Autodidata, desde cedo revelou seu talento e, na década de 1940, participou ativamente da cena artística cearense. Em 1943, recebeu medalha de bronze no 9º Salão Paulista de Belas Artes, fato extraordinário para um artista tão jovem e residente fora do circuito Rio-São Paulo.
Seu trabalho nesse período era figurativo, mas nada acadêmico, retratando a periferia de Fortaleza, em obras vibrantes, de intenso colorido.
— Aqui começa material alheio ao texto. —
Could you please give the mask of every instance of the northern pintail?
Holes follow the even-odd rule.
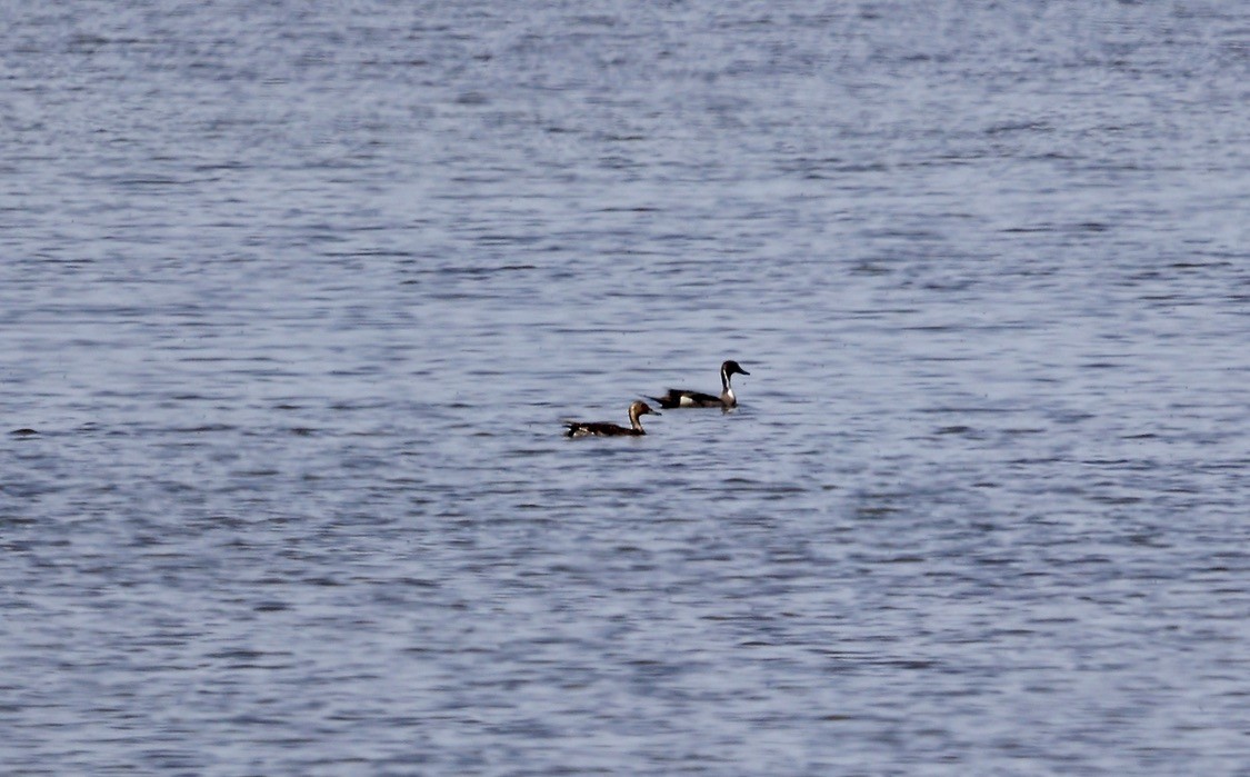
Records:
[[[689,389],[669,389],[664,397],[651,397],[660,403],[661,408],[722,408],[738,407],[738,397],[734,395],[734,387],[729,384],[732,375],[750,375],[742,365],[730,359],[720,365],[720,397],[704,394]]]
[[[629,428],[605,420],[568,420],[564,424],[569,428],[569,430],[565,432],[565,437],[638,437],[646,434],[642,429],[642,422],[640,422],[638,417],[646,414],[660,415],[660,413],[651,409],[651,405],[639,399],[629,405]]]

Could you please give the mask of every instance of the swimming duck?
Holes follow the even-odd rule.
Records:
[[[689,389],[669,389],[664,397],[651,397],[660,403],[661,408],[729,408],[738,407],[738,397],[734,395],[734,387],[729,384],[732,375],[750,375],[742,365],[730,359],[720,365],[720,397],[715,394],[702,394]]]
[[[635,400],[634,404],[629,405],[629,428],[621,427],[619,424],[609,423],[605,420],[585,422],[585,420],[568,420],[564,425],[569,427],[565,432],[565,437],[638,437],[646,434],[642,429],[642,422],[638,419],[639,415],[660,415],[651,409],[651,405],[646,404],[641,399]]]

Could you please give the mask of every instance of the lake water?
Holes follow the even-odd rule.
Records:
[[[1245,4],[0,21],[5,774],[1250,774]]]

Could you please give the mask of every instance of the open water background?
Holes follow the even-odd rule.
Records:
[[[0,30],[5,774],[1250,774],[1245,4]]]

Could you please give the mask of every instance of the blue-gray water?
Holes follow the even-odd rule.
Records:
[[[1245,4],[0,29],[5,774],[1250,774]]]

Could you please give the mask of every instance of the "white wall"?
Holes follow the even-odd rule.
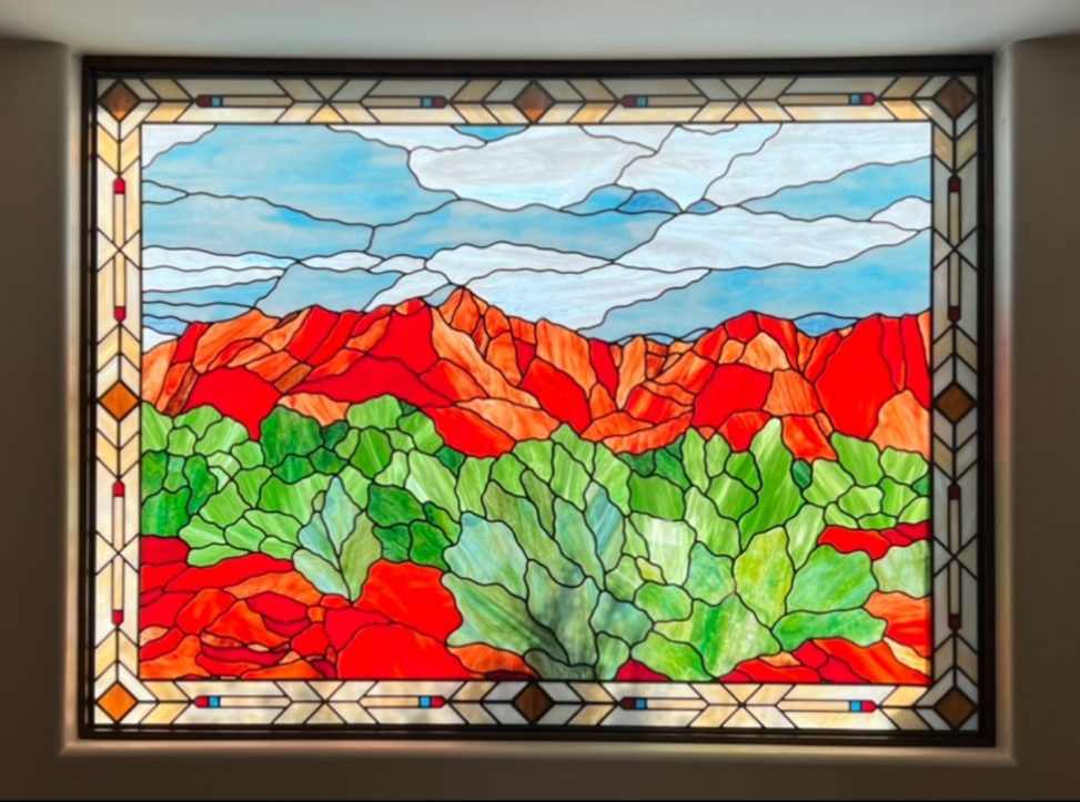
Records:
[[[0,43],[0,793],[837,798],[1077,795],[1080,532],[1080,39],[998,59],[999,635],[1007,748],[997,753],[544,743],[286,742],[61,755],[68,489],[64,352],[78,275],[74,61]],[[1011,332],[1011,333],[1010,333]],[[1011,366],[1011,367],[1010,367]],[[73,400],[73,399],[72,399]],[[1010,539],[1011,538],[1011,539]],[[273,759],[270,750],[273,750]],[[228,758],[228,759],[225,759]]]

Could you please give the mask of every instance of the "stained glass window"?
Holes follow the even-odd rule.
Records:
[[[92,70],[84,731],[986,735],[982,80]]]

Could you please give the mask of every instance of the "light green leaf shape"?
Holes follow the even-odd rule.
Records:
[[[620,601],[606,591],[600,592],[589,625],[594,631],[607,632],[630,646],[642,641],[653,627],[648,616],[637,607]]]
[[[589,618],[596,609],[599,592],[591,579],[567,587],[552,578],[537,562],[525,569],[528,586],[528,611],[541,625],[555,633],[572,664],[596,662],[596,638]],[[553,656],[554,657],[554,656]]]
[[[761,489],[757,505],[739,518],[744,547],[758,532],[784,524],[803,505],[799,486],[791,478],[791,453],[784,445],[783,432],[780,422],[773,419],[750,443],[750,454],[761,475]]]
[[[705,467],[705,438],[697,429],[687,429],[683,435],[683,469],[686,477],[700,493],[709,486],[709,475]]]
[[[814,463],[812,479],[804,497],[810,504],[826,507],[847,493],[854,484],[855,479],[839,463],[818,459]]]
[[[649,632],[648,638],[630,650],[635,660],[675,682],[705,682],[713,677],[702,666],[696,649]]]
[[[744,660],[776,654],[780,644],[738,596],[717,606],[694,602],[686,621],[658,623],[656,632],[699,650],[705,670],[723,677]]]
[[[484,491],[484,506],[485,517],[509,527],[525,556],[547,568],[557,581],[567,586],[582,581],[585,576],[582,569],[566,559],[555,539],[544,531],[536,508],[528,499],[512,496],[492,483]]]
[[[596,554],[596,538],[585,522],[585,516],[561,498],[555,499],[555,540],[563,554],[592,577],[598,586],[604,585],[604,566]]]
[[[839,433],[832,435],[831,443],[840,465],[855,478],[857,485],[874,487],[881,481],[881,455],[877,446],[869,440]]]
[[[865,551],[841,554],[831,546],[819,546],[795,573],[788,610],[831,612],[861,607],[877,589]]]
[[[453,517],[461,515],[457,493],[454,490],[455,477],[450,468],[436,457],[413,451],[408,455],[408,478],[405,488],[421,501],[431,501]]]
[[[784,615],[794,576],[787,534],[780,528],[755,537],[735,560],[737,592],[766,627]]]
[[[927,461],[920,454],[901,451],[886,446],[881,451],[881,469],[901,485],[914,485],[927,474]]]
[[[785,651],[793,651],[815,638],[842,638],[856,646],[871,646],[885,636],[886,623],[866,610],[793,612],[773,627]]]
[[[696,487],[686,491],[686,522],[713,554],[734,557],[739,552],[738,526],[721,518],[713,501]]]
[[[717,557],[703,544],[690,549],[690,571],[686,592],[709,605],[720,603],[735,592],[734,562],[730,557]]]
[[[664,572],[665,585],[683,585],[690,567],[694,530],[683,521],[633,515],[634,528],[648,548],[649,561]]]
[[[293,555],[296,570],[324,593],[355,601],[369,569],[382,556],[371,519],[361,514],[335,477],[317,505],[319,511],[300,530],[301,548]]]
[[[930,592],[930,546],[927,540],[916,540],[910,546],[894,546],[885,556],[875,560],[874,576],[878,589],[889,593],[900,591],[921,599]]]
[[[524,599],[499,585],[478,585],[447,573],[443,585],[454,596],[462,626],[451,632],[450,646],[487,643],[495,649],[524,654],[542,649],[565,662],[566,652],[555,635],[529,613]]]
[[[488,521],[466,512],[457,544],[443,552],[451,570],[480,585],[501,585],[525,598],[525,552],[514,532],[501,521]]]

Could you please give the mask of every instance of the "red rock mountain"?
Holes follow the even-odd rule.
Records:
[[[927,456],[929,339],[927,314],[812,337],[747,313],[695,342],[616,345],[507,317],[458,290],[441,306],[191,324],[144,356],[143,397],[170,415],[212,404],[258,436],[279,404],[326,424],[392,394],[477,456],[564,423],[618,451],[665,446],[690,426],[745,448],[774,417],[807,459],[835,456],[834,430]]]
Em 1945, Pierre Chabloz organizou, na Galeria Askanasy, no Rio de Janeiro, uma exposição de artistas cearenses. Bandeira foi para a abertura e, de forma surpreendentemente rápida, realizou sua primeira exposição individual em 1946, no Instituto dos Arquitetos do Brasil - RJ, sendo no mesmo ano contemplado pelo governo francês com uma bolsa de estudos para Paris, onde permaneceu de 1946 a 1950.
Lá, Bandeira fez a opção pela Abstração Lírica, tornando-se um dos pioneiros dessa vertente, integrando o Grupo Banbryols (1949-1951). Em 1950 realizou exposição individual em Paris, na Galerie du Siècle, já apresentando as paisagens, cidades e árvores que se tornariam a sua marca como artista. Voltando ao Brasil em 1951, participou da I Bienal de São Paulo, e, se já era um pioneiro da abstração na Europa, aqui destacou-se imediatamente, sendo premiado com a medalha de prata. A partir daí o artista, com grande sucesso, alternou períodos no Rio e em Fortaleza, a outros em Paris, até ter sua carreira interrompida por um erro médico.
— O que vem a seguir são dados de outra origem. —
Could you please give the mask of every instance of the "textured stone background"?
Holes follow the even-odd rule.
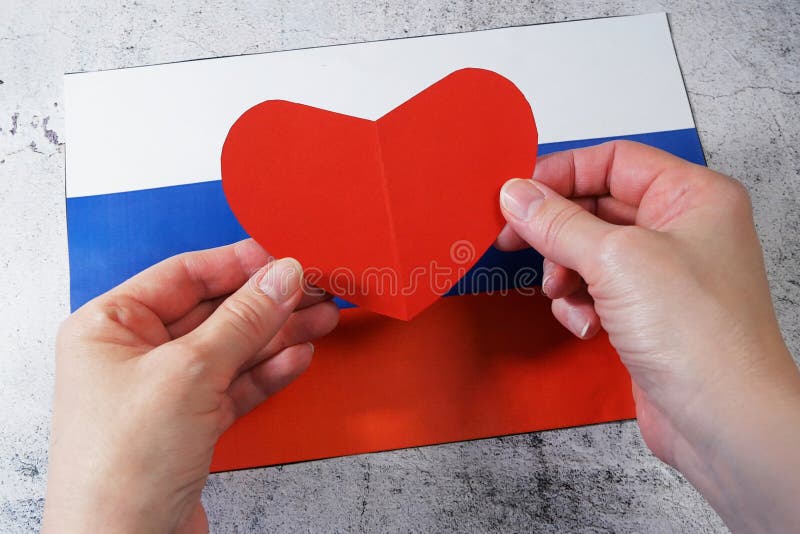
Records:
[[[47,477],[68,311],[64,72],[667,11],[709,165],[752,193],[800,354],[798,2],[191,4],[0,0],[0,531],[37,529]],[[204,502],[217,532],[725,530],[632,422],[215,475]]]

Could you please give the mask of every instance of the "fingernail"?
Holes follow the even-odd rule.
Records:
[[[572,333],[581,339],[586,338],[586,334],[589,333],[589,327],[592,324],[589,319],[575,308],[571,308],[567,313],[567,323]]]
[[[542,280],[542,293],[544,293],[545,297],[550,296],[550,279],[552,278],[551,275],[545,275],[544,280]]]
[[[276,304],[285,302],[300,287],[303,268],[294,258],[281,258],[267,264],[258,281],[258,289]]]
[[[517,219],[527,221],[533,216],[544,195],[530,180],[514,178],[500,190],[500,204]]]
[[[542,293],[546,297],[550,296],[550,282],[553,278],[553,268],[551,267],[551,263],[545,261],[542,265]]]

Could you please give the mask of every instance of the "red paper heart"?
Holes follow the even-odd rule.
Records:
[[[531,176],[537,140],[513,83],[462,69],[377,121],[258,104],[228,133],[222,184],[270,253],[297,258],[333,294],[408,320],[489,248],[504,224],[500,187]]]

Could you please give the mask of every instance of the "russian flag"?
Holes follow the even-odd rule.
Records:
[[[247,237],[219,157],[248,108],[285,99],[374,120],[466,67],[522,90],[540,155],[630,139],[705,163],[665,14],[69,74],[72,308],[166,257]],[[574,340],[547,299],[507,291],[540,267],[535,251],[490,249],[411,322],[343,310],[309,371],[223,436],[214,470],[632,417],[607,338]],[[486,268],[508,276],[474,278]]]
A pintura de Antonio Bandeira é inconfundível. Nas suas cores que escorrem, há uma insinuação de imagens e brilhos, que apenas se deixam entrever. É o acaso, mas sob controle, pois, no seu abstracionismo lírico há uma rede compositiva, uma estrutura, sobre a qual ele tece seus trabalhos, com cores, manchas, pingos e traços, e dos quais sempre emana, sutilmente, um perfume da figura.